Li-Hsien Yang graduated from the LTS Program with her MA in 2011. Since then, she has had a very interesting career in language teaching. We asked her to share some highlights.

Li-Hsien with Black Egg Hello Kitty at Hakone

What have you been doing since graduating?
I started my journey as a Chinese Flagship GTF (I believe they call it GE now). I started at the Center for Applied Second Language Studies (CASLS) in 2010 as an LTS student, and I have been working at CASLS ever since (I signed my contract in the morning of my Terminal Project presentation day). What could a be better surprise than an actual employment contract? I began my first official job title as a Chinese curricula assistant. I worked with the curriculum team for various online Chinese learning projects, Chinese assessment item writing, and grading.

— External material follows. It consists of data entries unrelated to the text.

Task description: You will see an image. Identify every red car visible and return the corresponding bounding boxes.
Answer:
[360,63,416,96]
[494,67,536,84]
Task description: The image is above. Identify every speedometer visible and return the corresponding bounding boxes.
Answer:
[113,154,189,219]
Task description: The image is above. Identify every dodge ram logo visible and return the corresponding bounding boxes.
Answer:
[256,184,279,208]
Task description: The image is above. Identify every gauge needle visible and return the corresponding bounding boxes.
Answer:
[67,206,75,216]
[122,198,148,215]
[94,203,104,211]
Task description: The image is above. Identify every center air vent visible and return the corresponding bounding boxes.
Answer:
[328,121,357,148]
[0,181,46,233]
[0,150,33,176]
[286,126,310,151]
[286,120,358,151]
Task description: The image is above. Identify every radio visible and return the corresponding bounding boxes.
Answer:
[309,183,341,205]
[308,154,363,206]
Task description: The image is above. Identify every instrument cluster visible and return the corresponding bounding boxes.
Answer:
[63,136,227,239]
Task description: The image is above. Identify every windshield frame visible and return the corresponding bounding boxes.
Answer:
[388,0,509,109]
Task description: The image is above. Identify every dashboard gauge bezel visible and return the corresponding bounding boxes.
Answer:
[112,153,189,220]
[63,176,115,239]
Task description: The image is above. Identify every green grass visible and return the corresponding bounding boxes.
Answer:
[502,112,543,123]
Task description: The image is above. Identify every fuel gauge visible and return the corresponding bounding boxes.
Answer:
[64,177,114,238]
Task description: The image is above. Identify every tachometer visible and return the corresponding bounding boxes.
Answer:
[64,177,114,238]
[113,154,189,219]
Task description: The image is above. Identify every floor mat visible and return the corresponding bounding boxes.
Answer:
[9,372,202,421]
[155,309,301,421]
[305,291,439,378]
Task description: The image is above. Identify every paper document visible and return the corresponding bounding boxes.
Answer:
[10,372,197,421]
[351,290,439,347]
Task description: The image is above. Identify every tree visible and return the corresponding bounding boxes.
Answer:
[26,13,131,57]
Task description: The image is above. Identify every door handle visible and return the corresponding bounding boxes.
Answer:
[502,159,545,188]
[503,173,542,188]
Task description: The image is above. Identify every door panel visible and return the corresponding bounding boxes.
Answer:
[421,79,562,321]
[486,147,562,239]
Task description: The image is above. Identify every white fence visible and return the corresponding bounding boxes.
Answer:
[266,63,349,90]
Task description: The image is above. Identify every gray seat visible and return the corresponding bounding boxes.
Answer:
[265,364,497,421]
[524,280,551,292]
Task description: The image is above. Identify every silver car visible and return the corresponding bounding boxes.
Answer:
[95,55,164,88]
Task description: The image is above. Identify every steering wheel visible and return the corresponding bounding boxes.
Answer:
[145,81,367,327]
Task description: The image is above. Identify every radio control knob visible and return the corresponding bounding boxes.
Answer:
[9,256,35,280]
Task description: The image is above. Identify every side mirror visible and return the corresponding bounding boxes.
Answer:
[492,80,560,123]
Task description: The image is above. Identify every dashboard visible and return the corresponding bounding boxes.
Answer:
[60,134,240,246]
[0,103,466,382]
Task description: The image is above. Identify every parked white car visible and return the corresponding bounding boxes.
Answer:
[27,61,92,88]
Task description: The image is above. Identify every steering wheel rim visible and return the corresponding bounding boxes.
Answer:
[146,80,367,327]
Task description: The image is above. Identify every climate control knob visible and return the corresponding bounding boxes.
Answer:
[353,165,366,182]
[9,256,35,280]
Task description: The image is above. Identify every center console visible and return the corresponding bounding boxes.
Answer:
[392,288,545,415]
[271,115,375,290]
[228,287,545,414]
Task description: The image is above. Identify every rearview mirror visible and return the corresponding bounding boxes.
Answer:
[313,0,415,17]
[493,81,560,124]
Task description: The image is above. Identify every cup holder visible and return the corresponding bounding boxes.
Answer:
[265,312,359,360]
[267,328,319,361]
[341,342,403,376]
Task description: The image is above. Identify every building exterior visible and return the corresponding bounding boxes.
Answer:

Gradually, my role shifted toward working with specific international students. Currently I work with partners overseas to do customized programs for international students. I develop programs from 3 weeks to 10 months long with integration of intercultural experiences, place-based theme module learning about global issues, language pedagogy and American education systems. Every year, I have about 70 students on campus or in the community for various purposes.

Li-Hsien (front, left) and 3-Week Oregon Experience Program for Nagoya University and Meiji Gakuin University students

What jobs or activities in the field of language teaching have been most interesting for you?
I love my current job. I am able to develop a program from a program design prospective, but I also get to do the nitty gritty logistics such as course syllabi design, lesson plans and both summative and formative assessments. I am always stimulated by my students’ enthusiastic positive energy and beautiful smiles. This is the most rewarding part in the world languages field, to work with international students. I love to try new ideas on my students and this has been very fun and full of surprises.

Farewell Party with Oregon International Internship Program student interns, principals, mentor teachers and host families

What advice do you have for new language teachers?
Self-care is essential!
There is no perfect lesson plan.
Be flexible.

Is there anything else you’d like to share with us?
I have been getting more interested in gardening, and I have started planning what to plant this year. Also, I enjoy trying different cuisines and having great conversations with diverse people.

Li-Hsien (center) with Oregon Experience colleagues Isabelle Sackville-West (Linguistics Dept undergraduate student) and Zach Patrick-Riley (current LTS student)

Thank you, Li-Hsien! We wish you much continued success in the field of language teaching–and a great garden this year!